Cuánto cuesta realmente un TPV completo
Como referencia práctica:
- Un TPV básico para comercio pequeño puede partir de 400 € a 700 € si incluye terminal, impresora, cajón y software sencillo.
- Un TPV estándar para hostelería o comercio suele situarse entre 600 € y 1.200 €, incluyendo terminal táctil, impresora, cajón y software funcional.
- Un TPV con comandero, varias impresoras o módulos avanzados puede partir de 900 € a 1.800 €.
- Una solución cloud con hardware financiado o alquilado puede tener menor entrada inicial, pero sumar cuotas de 20 a 100 €/mes según funcionalidades, usuarios y soporte.

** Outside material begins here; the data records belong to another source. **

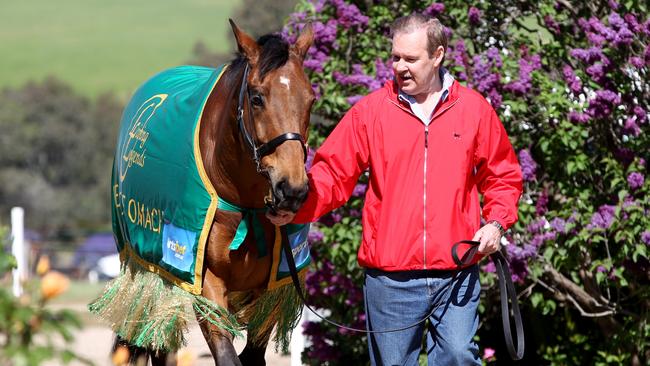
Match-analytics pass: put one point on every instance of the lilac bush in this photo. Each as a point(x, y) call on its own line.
point(570, 82)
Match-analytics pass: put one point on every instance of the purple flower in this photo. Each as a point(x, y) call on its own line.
point(635, 180)
point(637, 62)
point(595, 39)
point(310, 158)
point(528, 165)
point(596, 71)
point(603, 218)
point(558, 225)
point(632, 23)
point(383, 72)
point(576, 117)
point(357, 77)
point(435, 9)
point(542, 202)
point(494, 57)
point(631, 128)
point(640, 113)
point(349, 15)
point(572, 80)
point(315, 236)
point(315, 60)
point(645, 237)
point(526, 66)
point(551, 24)
point(474, 15)
point(353, 99)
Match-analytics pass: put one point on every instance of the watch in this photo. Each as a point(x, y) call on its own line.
point(498, 225)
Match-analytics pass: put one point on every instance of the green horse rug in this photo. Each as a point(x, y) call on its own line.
point(163, 205)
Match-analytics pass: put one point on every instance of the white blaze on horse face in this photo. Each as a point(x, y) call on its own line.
point(285, 81)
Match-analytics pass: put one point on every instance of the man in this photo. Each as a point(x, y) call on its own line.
point(431, 146)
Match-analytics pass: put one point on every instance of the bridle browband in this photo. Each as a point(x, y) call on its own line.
point(265, 148)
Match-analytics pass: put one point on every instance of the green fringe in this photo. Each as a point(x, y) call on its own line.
point(280, 308)
point(149, 312)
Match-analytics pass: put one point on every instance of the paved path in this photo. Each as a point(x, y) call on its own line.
point(95, 342)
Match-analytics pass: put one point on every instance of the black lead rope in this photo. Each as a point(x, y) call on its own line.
point(506, 288)
point(296, 283)
point(506, 291)
point(266, 148)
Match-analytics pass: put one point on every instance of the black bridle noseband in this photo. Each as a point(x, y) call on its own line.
point(265, 148)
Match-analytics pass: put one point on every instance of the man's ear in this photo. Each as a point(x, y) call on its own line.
point(305, 40)
point(246, 44)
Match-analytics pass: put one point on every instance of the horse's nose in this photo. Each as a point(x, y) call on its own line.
point(290, 197)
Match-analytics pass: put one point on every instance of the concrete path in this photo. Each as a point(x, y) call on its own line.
point(94, 343)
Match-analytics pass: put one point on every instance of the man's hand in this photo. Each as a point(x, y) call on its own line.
point(490, 238)
point(281, 218)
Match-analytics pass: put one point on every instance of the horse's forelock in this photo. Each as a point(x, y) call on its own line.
point(274, 54)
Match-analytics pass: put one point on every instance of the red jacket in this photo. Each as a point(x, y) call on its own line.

Además, hay que considerar posibles costes de instalación, formación, mantenimiento, actualizaciones, copias de seguridad, integración con datáfono, soporte técnico y cumplimiento normativo.
Cómo elegir el mejor sistema TPV
Antes de comprar, conviene valorar cinco aspectos: facilidad de uso, soporte técnico, compatibilidad con periféricos, escalabilidad y coste total a tres años. Un sistema barato puede salir caro si no incluye soporte, si falla en horas punta o si no se adapta a la normativa. También es importante comprobar si el proveedor ofrece actualizaciones, formación y asistencia rápida.
La mejor elección no siempre es el TPV más barato, sino el que reduce errores, agiliza el servicio y ofrece información útil para tomar decisiones.
En resumen, un buen sistema TPV completo puede partir de unos 400 € o 600 € para un negocio estándar, aunque una configuración profesional para hostelería o retail suele moverse entre 900 € y 1.500 €. Si se elige software en la nube, el coste inicial puede ser menor, pero habrá que sumar cuotas mensuales. La decisión correcta debe basarse en el tipo de negocio, el volumen de ventas, las necesidades de gestión y el soporte que ofrece el proveedor. Un TPV no es solo una caja registradora moderna: es una herramienta clave para vender mejor, controlar el negocio y crecer con menos errores.